Nyan Win of the National League for Democracy (NLD) said a doctor had been allowed to see the Nobel laureate for four hours on Monday at her Yangon home, where she is under house arrest.
“Daw Suu has recovered and improved, but she was suffering muscle cramps,” Nyan Win said after speaking with Suu Kyi’s assistant doctor, Pyone Mo Ei.
“She thinks she needs time to find out the exact cause of the cramps,” he said.
Daw is the Burmese honorific used for Suu Kyi, 63, who has spent more than 13 of the past 19 years under some form of detention. Her latest incarceration began in May 2003.
The United States and rights groups have demanded that Suu Kyi be allowed to see her main doctor, Tin Myo Win, who was detained for questioning last week.
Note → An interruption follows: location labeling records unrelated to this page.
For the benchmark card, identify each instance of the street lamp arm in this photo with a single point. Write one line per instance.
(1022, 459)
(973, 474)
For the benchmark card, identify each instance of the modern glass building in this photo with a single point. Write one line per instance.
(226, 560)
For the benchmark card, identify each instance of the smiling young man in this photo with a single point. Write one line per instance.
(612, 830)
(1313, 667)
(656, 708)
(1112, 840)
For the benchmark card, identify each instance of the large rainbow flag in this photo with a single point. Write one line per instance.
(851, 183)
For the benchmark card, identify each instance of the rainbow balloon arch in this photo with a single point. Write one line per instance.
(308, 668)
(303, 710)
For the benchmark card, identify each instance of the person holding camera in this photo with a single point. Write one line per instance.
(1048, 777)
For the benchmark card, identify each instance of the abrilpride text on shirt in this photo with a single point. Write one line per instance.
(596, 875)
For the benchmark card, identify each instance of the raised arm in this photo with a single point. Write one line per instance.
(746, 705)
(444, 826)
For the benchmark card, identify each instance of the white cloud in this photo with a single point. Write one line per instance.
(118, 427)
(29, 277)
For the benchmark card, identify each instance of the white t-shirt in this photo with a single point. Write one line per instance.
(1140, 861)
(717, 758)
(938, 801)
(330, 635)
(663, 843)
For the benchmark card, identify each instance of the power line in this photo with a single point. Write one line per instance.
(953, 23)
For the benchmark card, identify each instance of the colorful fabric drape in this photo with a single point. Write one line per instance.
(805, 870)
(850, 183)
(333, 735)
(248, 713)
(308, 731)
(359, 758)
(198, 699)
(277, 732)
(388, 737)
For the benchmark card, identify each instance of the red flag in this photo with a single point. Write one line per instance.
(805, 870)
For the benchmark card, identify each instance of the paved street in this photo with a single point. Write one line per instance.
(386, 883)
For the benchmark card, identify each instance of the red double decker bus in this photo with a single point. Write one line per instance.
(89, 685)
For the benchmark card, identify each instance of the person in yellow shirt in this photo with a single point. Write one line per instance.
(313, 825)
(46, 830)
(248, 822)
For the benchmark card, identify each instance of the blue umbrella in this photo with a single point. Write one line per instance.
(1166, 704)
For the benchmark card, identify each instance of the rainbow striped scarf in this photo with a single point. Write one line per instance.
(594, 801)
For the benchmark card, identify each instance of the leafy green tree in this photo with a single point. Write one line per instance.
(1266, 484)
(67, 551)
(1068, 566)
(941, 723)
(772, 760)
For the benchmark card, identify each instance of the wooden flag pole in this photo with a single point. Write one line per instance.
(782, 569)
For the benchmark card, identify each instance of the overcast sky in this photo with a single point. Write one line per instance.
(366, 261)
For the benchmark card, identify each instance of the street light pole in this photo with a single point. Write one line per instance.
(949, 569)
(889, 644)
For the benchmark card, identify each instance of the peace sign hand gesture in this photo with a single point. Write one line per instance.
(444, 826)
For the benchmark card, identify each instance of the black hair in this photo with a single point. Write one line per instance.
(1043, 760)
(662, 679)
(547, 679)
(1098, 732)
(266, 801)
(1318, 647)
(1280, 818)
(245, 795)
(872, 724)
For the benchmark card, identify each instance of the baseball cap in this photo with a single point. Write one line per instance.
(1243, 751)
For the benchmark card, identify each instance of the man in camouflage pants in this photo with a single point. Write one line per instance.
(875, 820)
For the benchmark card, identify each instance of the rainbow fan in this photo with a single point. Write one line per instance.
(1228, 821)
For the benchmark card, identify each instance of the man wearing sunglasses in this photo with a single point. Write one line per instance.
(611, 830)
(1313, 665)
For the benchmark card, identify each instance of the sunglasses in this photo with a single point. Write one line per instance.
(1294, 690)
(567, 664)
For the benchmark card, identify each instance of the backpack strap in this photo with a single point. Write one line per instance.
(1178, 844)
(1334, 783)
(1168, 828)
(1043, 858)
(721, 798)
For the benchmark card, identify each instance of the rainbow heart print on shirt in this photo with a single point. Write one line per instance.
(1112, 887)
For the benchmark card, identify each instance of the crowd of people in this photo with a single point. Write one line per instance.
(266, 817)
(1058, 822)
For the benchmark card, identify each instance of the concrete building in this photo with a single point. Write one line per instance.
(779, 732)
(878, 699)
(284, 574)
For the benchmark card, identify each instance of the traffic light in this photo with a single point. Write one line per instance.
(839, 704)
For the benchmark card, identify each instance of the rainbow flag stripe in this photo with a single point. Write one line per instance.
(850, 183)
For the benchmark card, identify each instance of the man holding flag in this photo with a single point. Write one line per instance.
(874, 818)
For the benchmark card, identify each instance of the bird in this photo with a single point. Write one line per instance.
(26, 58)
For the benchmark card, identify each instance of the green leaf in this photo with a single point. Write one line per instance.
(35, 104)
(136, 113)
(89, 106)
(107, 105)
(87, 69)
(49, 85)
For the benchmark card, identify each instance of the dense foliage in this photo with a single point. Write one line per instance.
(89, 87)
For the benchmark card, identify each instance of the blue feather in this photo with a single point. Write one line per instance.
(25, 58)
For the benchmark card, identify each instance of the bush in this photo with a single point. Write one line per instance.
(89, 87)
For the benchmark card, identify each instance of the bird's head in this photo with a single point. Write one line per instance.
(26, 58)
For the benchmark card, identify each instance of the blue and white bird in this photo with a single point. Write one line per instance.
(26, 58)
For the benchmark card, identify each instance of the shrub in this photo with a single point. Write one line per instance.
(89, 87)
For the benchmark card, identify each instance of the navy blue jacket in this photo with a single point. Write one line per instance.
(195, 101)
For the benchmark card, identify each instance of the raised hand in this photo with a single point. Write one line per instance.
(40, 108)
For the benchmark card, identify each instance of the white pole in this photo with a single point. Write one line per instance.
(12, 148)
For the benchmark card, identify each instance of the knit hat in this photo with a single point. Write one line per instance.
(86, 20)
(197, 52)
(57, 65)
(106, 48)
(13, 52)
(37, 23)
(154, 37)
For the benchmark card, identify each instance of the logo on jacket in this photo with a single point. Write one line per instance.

Pyone Mo Ei was allowed to send him some food and medicine through a police official on Monday, Nyan Win said.
In Washington, State Department spokesman Ian Kelly also urged the regime to allow Suu Kyi to meet with her personal lawyer, who recently lost an appeal against her latest detention order, which is due to expire on May 27.
“As the anniversary of her detention approaches, we are reminded that the house arrest of Aung San Suu Kyi is unjust,” Kelly said, also calling for the release of the more than 2,100 political prisoners held by the regime.
U.N. legal experts have said the 63-year-old Suu Kyi’s confinement is illegal under Myanmar law, which allows for a detention of five consecutive years before the accused must be freed or put on trial.
Analysts say it is unlikely the military, which has ruled the former Burma for more than four decades and rejected the NLD’s 1990 election victory, would release her any time soon.
The generals have vowed to press ahead with a seven-step “roadmap to democracy”, which is expected to culminate in multi-party elections in 2010.
The NLD and Western governments dismiss the “roadmap” and last year’s army-drafted constitution as a cover for the generals to cement their grip on power.